Lawson’s work has been included in several notable institutional exhibitions, including the 2017 Whitney Biennial, the Museum of Modern Art’s annual “New Photography” survey in 2011, and she has also been the subject of solo exhibitions at The Art Institute of Chicago and the Contemporary Art Museum St. Louis in 2015.

She travels the world seeking out the image she needs, shooting portraits from Louisiana to Haiti, or Jamaica to the Democratic Republic of the Congo, but one of her most iconic images might be one taken in her adopted hometown of New York, Bed-Stuy, to be specific. The cover of Blood Orange’s 2016 album Freetown Sound features a subtle tableau of two lovers embracing in a bedroom. The scene is sparse, focusing a viewer’s gaze on the couple, and the picture of Michael Jackson hung on the wall behind them. The photo, titled “Binky & Tony Forever,” was shot in 2009, the same year the king of Pop died.

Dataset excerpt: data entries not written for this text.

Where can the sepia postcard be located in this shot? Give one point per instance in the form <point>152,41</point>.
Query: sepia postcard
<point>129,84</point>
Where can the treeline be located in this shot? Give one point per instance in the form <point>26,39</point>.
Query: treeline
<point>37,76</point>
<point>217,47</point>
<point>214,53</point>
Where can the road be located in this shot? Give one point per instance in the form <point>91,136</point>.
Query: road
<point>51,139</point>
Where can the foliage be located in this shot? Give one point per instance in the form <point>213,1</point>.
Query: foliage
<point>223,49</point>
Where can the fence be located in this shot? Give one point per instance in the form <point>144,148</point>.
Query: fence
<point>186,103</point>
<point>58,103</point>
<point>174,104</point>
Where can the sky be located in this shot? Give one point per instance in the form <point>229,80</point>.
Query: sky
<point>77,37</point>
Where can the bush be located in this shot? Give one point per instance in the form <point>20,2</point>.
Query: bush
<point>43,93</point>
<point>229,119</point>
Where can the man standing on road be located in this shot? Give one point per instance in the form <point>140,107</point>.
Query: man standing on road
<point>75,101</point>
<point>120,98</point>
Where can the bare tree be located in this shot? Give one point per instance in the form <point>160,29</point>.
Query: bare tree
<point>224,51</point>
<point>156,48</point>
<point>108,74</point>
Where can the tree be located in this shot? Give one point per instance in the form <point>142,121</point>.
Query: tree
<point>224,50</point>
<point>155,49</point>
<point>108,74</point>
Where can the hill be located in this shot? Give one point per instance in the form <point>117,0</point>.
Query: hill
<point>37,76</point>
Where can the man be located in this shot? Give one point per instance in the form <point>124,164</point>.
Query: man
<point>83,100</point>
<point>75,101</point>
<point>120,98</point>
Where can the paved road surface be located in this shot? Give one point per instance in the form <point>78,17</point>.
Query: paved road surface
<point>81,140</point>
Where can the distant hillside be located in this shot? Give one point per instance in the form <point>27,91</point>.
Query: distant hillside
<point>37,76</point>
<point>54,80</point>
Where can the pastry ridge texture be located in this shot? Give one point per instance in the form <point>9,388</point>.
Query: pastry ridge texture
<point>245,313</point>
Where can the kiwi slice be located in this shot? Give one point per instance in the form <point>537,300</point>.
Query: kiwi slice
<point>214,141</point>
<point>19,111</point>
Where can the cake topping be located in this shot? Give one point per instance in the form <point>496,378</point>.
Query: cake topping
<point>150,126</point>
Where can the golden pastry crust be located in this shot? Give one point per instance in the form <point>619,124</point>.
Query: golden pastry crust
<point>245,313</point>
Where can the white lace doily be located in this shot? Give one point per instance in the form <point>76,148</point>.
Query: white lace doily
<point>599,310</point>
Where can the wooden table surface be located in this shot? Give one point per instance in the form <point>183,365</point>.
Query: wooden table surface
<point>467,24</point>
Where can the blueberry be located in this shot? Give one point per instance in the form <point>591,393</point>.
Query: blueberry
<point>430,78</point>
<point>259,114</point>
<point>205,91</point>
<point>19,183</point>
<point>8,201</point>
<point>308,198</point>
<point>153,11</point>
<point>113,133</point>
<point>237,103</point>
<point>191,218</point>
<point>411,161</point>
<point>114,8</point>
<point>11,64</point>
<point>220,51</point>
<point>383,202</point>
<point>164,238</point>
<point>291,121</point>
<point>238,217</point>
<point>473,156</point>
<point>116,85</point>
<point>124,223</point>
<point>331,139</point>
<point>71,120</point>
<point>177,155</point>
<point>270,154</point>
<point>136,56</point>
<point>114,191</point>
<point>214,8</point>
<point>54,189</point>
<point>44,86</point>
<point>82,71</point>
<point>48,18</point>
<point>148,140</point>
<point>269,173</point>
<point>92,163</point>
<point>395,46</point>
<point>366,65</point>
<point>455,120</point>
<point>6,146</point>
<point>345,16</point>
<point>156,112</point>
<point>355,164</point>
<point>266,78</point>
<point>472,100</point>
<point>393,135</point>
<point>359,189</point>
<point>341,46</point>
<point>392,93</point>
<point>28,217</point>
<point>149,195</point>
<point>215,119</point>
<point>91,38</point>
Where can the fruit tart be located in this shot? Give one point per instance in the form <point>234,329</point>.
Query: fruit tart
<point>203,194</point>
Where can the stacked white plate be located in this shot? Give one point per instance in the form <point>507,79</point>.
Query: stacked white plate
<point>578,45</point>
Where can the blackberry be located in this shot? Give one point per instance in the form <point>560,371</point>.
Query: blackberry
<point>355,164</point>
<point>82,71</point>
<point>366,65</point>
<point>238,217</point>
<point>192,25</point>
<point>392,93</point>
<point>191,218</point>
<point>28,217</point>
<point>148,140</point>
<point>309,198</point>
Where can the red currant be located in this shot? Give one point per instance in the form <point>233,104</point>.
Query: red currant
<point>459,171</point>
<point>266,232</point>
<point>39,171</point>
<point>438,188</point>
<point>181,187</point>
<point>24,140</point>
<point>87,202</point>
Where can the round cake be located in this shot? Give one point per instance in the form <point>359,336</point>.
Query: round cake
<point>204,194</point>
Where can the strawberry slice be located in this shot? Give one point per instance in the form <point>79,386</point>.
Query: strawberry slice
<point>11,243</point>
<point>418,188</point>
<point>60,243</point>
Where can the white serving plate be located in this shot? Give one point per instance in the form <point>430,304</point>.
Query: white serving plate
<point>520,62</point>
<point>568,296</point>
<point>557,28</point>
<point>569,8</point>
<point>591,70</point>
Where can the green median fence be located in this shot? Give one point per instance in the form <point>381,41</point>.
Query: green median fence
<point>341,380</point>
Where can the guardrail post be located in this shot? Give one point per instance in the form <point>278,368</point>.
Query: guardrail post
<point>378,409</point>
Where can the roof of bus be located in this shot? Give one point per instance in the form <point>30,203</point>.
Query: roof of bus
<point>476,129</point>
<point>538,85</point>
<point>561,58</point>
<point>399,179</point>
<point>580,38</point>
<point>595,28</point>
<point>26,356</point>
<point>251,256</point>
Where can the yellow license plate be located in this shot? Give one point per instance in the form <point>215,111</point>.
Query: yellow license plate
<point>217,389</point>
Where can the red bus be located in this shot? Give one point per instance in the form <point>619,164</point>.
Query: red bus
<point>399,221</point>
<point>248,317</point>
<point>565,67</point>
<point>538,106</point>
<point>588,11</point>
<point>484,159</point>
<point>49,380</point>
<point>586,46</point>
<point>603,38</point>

Lawson has taught at institutions such as the California Institute of the Arts, International Center for Photography, California College of the Arts, and the Rhode Island School of Design, and has since 2012 been an assistant professor of photography at Princeton University. Her students will surely never lack for a role model.
Deana Lawson doesn’t care what other people think, and is now following her vision wherever it takes her, as she tells Jafa in the same aforementioned interview: “I have an image in mind that I have to make. It burns so deeply that I have to make it.” Enough said, she’s an icon for us.

All quotes attributed to the artist are, except where noted, taken from a conversation between Lawson and Arthur Jafa included in Deana Lawson: An Aperture Monograph, publishing this month. That interview is reproduced in full in GARAGE Issue 15, also available this month.